The new book presents a different challenge. While Wolfe is already set in stone, as are most of the other secondary characters, Archie is fresh from the farm, so to speak. He’s only 19, looking to make his way in New York after leaving Ohio. He isn’t a detective, he doesn’t know Wolfe (or New York, for that matter). To create his character, Goldsborough has to extrapolate backwards to conjure up the young man who would evolve into the well-known and well-loved character. Some of his traits are consistent with what we know, but he’s not yet fully formed. That gives some license, but he has to be recognizable. It’s a fascinating exercise and Goldsborough pulls it off.
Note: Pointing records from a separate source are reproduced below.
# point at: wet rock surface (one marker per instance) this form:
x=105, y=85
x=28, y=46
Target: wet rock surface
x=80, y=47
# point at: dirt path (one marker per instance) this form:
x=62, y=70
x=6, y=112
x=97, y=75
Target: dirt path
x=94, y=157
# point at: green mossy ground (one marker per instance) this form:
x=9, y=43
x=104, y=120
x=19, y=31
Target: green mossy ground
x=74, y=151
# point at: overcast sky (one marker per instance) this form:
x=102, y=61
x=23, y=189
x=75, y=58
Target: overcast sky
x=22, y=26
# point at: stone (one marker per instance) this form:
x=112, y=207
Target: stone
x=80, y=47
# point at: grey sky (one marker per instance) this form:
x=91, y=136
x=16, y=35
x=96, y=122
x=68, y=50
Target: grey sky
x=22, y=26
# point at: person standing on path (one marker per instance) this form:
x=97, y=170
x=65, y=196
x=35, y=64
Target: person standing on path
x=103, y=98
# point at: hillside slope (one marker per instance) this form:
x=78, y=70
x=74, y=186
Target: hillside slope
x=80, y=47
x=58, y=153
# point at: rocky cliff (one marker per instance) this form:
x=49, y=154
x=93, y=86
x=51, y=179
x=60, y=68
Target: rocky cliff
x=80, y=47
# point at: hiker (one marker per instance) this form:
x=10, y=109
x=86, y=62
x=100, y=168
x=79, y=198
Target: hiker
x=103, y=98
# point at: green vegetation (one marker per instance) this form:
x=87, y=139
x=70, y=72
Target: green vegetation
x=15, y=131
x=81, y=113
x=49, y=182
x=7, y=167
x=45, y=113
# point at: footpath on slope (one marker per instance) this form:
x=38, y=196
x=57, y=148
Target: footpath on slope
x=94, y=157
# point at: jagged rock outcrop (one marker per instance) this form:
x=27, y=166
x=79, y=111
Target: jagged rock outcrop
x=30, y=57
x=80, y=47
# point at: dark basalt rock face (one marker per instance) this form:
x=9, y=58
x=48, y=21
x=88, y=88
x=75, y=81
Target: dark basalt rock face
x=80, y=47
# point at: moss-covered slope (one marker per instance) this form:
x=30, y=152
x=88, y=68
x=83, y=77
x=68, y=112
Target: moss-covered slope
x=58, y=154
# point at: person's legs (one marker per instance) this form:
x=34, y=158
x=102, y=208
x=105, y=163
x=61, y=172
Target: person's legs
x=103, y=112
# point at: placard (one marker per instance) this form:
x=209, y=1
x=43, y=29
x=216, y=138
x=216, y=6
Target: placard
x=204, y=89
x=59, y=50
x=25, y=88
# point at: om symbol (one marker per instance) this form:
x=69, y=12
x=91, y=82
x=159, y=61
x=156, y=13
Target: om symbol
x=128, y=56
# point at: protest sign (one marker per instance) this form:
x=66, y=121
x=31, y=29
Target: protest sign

There aren’t many series where the characters are so rigidly and minimally designed. Though we know very little about Saul Panzer, when I close my eyes, I can picture him. The same goes for Fred Durkin and Orrie Cather. What the author doesn’t supply, the reader fills in. It can be instructive to read series like this to understand how authors build characters. How much they choose to say—or how little. We do learn some things about Nero Wolfe’s past over the course of the series, but for the most part he’s an enigma. It isn’t necessary to understand more about him. He’s a precision tool, and he serves his function. He’s Archie’s sounding board and his foil. In some circumstances, he’s a mentor and in others he’s a nemesis. Because of him, we learn more about Archie, and Archie is who he is in great part because of Wolfe.

No punch line here. Just more random musings that occurred to me when I thought about the mystical art of writing.